Of all my hunting road trips, this one had the worst conditions and the hardest hunting. Lots of things went wrong or broke on this trip. More than I presented in this thread. But overcoming it all made it that much more of an adventure. I think it really toughened Dash too.


----------



## tknafox2 (Apr 2, 2013)

WOW S.J !! Thanks for the wonderful photos, the drama, pain, excitement, frustration and reward!! I just loved it!!
Your Dash Rip Rock is one tough trouper!! I was especially amazed by the way he carried that big ol' goose head high, what do those big birds weigh?? 
I can't say I wish I could have been there, because I am REALLY glad I was not.
Thank you so much for sharing... ;D


----------



## einspänner (Sep 8, 2012)

I always look forward to hearing about your adventures. Thanks for sharing!


----------



## hotmischief (Mar 11, 2012)

Fabulous photos John......keep them coming


----------



## hobbsy1010 (Jun 4, 2011)

Living The Dream John........

Your Dash looks like he's died and gone to Heaven.

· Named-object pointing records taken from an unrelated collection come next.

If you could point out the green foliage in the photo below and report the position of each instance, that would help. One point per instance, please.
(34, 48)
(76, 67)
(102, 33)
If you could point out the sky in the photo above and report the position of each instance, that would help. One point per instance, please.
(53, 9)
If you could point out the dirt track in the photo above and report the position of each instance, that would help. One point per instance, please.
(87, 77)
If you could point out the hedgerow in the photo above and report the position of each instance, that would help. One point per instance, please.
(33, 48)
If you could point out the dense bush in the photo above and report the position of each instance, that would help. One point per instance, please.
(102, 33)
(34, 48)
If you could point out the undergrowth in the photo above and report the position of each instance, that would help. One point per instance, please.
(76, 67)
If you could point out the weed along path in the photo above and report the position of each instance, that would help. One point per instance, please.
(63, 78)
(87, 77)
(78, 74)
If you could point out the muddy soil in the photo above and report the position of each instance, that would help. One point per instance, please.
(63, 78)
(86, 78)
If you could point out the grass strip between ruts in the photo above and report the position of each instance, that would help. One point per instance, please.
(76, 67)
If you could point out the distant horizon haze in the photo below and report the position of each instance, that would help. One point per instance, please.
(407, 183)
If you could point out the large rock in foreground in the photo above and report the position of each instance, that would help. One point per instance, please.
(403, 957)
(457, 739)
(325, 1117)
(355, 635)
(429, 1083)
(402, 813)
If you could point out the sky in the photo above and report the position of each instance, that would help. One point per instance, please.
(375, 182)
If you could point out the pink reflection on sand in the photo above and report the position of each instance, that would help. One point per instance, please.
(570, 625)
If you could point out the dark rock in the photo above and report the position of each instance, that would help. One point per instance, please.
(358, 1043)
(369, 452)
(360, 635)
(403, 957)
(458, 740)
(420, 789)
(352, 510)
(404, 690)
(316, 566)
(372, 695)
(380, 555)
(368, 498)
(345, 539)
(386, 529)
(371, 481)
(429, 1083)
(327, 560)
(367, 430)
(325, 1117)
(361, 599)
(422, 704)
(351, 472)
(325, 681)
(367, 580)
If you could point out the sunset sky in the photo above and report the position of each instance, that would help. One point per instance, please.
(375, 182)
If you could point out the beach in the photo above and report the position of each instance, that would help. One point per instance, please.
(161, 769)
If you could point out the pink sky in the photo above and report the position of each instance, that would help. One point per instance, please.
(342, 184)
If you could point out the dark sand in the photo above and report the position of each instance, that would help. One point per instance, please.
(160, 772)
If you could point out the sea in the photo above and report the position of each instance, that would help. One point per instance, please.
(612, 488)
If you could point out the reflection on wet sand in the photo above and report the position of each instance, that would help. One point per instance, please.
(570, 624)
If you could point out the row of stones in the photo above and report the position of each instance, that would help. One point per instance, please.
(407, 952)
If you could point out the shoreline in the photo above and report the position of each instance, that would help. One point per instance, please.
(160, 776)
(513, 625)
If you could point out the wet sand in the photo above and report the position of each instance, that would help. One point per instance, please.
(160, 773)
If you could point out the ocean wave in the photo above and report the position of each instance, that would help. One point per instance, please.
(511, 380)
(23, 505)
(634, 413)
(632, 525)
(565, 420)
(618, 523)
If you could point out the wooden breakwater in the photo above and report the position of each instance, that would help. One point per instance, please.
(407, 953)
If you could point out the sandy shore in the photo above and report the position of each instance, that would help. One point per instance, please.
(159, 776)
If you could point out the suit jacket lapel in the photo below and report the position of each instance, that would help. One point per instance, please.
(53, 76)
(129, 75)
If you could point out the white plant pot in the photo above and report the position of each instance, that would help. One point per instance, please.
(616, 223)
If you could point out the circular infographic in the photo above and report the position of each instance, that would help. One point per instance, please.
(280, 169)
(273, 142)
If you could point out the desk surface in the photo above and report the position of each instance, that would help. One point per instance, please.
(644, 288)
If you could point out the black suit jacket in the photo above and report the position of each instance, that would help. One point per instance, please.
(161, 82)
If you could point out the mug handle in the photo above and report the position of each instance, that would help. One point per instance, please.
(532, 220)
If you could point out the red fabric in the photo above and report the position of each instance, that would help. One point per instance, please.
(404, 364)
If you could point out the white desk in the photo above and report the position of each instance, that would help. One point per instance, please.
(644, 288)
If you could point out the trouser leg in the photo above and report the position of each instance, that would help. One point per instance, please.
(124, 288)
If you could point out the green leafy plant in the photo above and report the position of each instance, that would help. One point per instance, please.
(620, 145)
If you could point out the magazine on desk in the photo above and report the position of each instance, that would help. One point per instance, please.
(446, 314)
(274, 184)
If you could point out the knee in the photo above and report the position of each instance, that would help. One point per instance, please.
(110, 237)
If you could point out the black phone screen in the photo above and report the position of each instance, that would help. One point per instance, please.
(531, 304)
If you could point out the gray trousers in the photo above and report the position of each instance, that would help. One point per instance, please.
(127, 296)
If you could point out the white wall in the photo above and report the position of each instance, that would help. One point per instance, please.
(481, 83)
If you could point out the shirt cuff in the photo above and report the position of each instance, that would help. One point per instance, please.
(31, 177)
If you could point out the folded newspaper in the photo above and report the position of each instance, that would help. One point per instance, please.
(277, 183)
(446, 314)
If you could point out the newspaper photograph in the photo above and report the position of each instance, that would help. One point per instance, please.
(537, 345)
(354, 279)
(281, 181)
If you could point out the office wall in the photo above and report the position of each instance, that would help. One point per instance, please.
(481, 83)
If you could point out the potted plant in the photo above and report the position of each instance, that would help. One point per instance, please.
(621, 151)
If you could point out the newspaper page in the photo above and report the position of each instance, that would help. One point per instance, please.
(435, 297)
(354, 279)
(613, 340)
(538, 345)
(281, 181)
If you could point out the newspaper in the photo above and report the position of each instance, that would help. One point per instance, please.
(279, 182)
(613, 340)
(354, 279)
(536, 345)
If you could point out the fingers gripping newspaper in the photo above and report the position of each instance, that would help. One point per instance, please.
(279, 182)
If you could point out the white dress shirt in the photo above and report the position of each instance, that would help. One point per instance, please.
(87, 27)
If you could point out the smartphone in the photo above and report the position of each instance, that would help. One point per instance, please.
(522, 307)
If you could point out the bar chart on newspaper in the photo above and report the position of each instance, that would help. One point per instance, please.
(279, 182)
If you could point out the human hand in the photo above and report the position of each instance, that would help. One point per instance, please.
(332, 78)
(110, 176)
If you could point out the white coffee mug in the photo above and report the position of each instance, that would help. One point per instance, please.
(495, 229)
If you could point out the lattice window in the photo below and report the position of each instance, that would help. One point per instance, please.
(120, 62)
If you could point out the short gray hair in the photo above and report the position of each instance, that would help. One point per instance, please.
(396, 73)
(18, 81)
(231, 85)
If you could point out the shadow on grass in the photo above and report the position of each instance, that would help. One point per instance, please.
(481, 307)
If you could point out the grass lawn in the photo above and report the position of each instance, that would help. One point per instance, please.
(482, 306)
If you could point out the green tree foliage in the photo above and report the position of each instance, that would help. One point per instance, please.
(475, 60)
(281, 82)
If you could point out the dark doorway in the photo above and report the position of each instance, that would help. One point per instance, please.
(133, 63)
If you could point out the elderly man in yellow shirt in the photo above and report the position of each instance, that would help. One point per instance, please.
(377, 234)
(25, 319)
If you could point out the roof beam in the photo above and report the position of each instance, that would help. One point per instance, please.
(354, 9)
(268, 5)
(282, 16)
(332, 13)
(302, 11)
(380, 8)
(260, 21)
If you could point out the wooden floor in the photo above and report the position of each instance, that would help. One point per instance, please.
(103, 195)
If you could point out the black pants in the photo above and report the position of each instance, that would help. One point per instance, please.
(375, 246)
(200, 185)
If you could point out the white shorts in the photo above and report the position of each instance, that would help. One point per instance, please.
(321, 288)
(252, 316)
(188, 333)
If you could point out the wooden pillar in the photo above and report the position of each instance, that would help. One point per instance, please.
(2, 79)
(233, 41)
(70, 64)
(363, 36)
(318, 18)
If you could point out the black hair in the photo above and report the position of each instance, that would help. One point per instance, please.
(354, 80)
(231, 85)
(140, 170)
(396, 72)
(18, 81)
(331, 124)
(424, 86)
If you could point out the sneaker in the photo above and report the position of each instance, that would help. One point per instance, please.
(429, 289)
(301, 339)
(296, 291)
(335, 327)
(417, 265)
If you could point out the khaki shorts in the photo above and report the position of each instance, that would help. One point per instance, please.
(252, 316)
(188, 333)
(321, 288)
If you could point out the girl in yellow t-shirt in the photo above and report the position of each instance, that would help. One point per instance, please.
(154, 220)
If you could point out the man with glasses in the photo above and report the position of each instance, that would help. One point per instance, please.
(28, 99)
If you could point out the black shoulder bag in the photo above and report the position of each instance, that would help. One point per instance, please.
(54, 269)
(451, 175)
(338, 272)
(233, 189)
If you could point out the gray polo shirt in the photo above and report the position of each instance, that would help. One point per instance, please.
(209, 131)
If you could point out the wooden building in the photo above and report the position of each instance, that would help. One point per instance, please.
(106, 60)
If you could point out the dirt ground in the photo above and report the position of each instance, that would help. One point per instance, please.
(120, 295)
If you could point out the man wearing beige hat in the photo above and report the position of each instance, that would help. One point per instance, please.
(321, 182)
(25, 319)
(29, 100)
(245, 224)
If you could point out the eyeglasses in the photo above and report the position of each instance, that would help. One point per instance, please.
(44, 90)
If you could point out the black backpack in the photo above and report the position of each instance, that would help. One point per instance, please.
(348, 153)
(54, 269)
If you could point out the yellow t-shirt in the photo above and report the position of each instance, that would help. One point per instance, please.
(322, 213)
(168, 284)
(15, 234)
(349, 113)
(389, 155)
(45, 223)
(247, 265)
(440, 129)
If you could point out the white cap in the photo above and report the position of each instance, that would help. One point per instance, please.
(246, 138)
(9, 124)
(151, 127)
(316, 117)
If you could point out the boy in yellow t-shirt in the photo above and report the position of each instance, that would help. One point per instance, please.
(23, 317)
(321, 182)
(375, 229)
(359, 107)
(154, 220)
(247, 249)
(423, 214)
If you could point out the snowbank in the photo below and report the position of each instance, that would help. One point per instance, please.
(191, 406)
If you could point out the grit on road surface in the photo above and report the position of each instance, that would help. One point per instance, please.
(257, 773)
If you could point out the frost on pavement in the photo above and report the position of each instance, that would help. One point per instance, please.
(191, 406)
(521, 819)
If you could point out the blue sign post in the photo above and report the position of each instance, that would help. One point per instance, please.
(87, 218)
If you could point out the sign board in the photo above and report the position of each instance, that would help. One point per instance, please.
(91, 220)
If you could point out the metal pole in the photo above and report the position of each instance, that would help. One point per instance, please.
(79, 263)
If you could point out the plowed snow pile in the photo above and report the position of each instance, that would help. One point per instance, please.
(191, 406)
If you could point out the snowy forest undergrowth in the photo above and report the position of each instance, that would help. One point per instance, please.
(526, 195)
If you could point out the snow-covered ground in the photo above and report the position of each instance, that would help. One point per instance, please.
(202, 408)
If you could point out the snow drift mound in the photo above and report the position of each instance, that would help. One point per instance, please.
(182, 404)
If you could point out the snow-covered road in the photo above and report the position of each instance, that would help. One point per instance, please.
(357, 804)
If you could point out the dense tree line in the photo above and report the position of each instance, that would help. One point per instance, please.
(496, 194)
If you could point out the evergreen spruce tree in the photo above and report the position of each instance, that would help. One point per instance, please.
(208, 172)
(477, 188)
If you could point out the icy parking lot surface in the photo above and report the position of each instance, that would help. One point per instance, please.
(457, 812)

Life is an Adventure and you too are certainly living it.  

Good Times, lovely pics.

Hobbsy


----------



## WillowyndRanch (Apr 3, 2012)

Outstanding.
Hunts like that are nothing if not memorable! I actually like to hear these stories - so many we hear are only the great ones, "limited out", etc. I find that it's the challenge that makes it all the sweeter. 

Wish you were here - we've got Speck's, Honkers and Mallards coming into the cornfield on the ranch and getting _really_ comfortable doing it - Saturday could be a good day - or the weather could change and they go somewhere else! Love to share a hunt with you sometime.

Well done.
Ken


----------



## texasred (Jan 29, 2012)

Excellent write up John.
Dash sure is coming of age.
I had good reports on quail in some of the Oklahoma WMAs. I even tried talking my husband into closing his business for a couple of days to make a long weekend hunt.


----------



## jld640 (Sep 29, 2010)

As always - love the stories! Thanks for posting!


----------



## mswhipple (Mar 7, 2011)

Thanks, sniper john!! ;D ;D ;D


----------